Pongo la llave en la cerradura y abro la puerta de calle. Quiero tomar el ascensor, bañarme, descansar.
Hay un curioso semicírculo de personas que me observan, serán unas veinte personas, adultos en su mayoría, con predominancia masculina, diría que en una proporción de dos a uno.
–Buenas noches –digo aún sin saber quiénes son. Saludaría de idéntica forma a Pamela Anderson, al General De Gaulle, a un canguro australiano.
–Estamos en reunión de consorcio –dice una voz de mujer. La observo con inquietud, con sorpresa, como miraría a una lechuza.
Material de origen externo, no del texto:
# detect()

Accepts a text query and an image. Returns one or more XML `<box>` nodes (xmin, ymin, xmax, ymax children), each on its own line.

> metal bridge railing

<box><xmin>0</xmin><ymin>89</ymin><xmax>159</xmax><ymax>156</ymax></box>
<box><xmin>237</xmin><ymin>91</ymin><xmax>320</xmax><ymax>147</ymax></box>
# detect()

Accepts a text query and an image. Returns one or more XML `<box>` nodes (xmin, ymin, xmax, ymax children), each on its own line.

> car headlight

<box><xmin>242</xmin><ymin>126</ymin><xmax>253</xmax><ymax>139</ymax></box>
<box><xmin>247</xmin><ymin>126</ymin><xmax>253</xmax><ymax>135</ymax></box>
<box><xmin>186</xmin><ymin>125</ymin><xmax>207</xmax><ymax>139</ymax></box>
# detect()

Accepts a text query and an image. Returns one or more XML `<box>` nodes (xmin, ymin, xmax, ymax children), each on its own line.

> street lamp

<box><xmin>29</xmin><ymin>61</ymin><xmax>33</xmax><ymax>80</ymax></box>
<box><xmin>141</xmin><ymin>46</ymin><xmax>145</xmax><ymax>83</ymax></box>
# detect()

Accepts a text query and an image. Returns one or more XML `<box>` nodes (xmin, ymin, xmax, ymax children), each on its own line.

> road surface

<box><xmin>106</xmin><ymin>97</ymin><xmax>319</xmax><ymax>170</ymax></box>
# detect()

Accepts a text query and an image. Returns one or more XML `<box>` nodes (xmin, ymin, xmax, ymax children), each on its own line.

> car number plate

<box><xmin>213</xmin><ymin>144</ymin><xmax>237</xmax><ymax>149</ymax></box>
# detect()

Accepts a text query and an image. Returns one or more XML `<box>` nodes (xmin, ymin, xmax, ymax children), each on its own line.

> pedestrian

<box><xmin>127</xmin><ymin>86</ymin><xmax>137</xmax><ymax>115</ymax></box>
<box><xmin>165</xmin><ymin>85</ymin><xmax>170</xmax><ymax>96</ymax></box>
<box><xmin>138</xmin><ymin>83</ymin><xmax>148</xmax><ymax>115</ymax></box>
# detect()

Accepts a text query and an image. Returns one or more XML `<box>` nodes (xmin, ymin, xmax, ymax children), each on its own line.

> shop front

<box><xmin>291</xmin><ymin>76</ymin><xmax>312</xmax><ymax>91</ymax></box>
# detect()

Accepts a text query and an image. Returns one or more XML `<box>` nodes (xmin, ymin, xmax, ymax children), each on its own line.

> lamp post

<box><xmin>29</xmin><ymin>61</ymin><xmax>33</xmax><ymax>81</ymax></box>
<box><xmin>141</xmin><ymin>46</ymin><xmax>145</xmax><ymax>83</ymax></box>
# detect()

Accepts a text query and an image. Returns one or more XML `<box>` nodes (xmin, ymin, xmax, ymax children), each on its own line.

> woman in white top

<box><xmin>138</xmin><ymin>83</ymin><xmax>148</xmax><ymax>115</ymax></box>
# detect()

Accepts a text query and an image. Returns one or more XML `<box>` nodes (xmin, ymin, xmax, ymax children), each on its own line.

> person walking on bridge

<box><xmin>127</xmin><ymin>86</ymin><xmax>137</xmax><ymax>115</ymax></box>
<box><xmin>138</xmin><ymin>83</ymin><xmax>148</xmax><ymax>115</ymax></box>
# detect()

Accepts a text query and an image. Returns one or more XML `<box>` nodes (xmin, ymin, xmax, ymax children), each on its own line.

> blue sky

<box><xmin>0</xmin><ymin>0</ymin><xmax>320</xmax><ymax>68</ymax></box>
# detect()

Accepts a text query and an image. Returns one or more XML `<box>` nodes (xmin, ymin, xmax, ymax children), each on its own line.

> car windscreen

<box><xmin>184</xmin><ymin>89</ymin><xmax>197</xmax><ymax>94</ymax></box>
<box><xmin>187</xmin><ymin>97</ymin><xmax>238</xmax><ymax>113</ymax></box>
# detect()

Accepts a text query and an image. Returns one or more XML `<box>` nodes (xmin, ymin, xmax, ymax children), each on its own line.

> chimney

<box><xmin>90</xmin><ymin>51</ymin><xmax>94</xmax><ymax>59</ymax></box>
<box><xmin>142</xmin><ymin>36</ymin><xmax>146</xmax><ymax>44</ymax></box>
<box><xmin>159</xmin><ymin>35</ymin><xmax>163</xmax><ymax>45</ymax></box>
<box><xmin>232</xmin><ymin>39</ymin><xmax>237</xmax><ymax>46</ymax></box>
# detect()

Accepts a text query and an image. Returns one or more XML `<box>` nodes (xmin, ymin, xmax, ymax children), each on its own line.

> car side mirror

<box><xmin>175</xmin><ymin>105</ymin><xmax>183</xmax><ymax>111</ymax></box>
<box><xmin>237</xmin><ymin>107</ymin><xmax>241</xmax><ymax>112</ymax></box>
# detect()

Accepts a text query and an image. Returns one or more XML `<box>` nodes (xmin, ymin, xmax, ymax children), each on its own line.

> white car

La mujer se asusta un poco, se apresura en aclarar–. Soy la administradora. Del consorcio.
–La felicito –le digo.
Intento avanzar hacia el ascensor, pero el hall del edificio está demasiado concurrido. Han colocado una mesa en el centro, con papeles, y una silla también. Pido permiso.
–Permiso –digo.
–No puede irse –dice una voz, un vecino con aspecto de no haberse bañado jamás. Tiene una esposa, una mujer, cuyo aspecto corporal es el de un roedor que se ha erguido sobre sus patas traseras, un roedor de unos cuarenta kilos, que olisquea el aire y mueve la cabecita de una manera frenética y no hace mucho más–. Tiene que participar de la asamblea. Tiene que firmar.
–¿Qué? –digo. Intento avanzar otra vez, pero la multitud, algo temerosa por cierto, se abroquela.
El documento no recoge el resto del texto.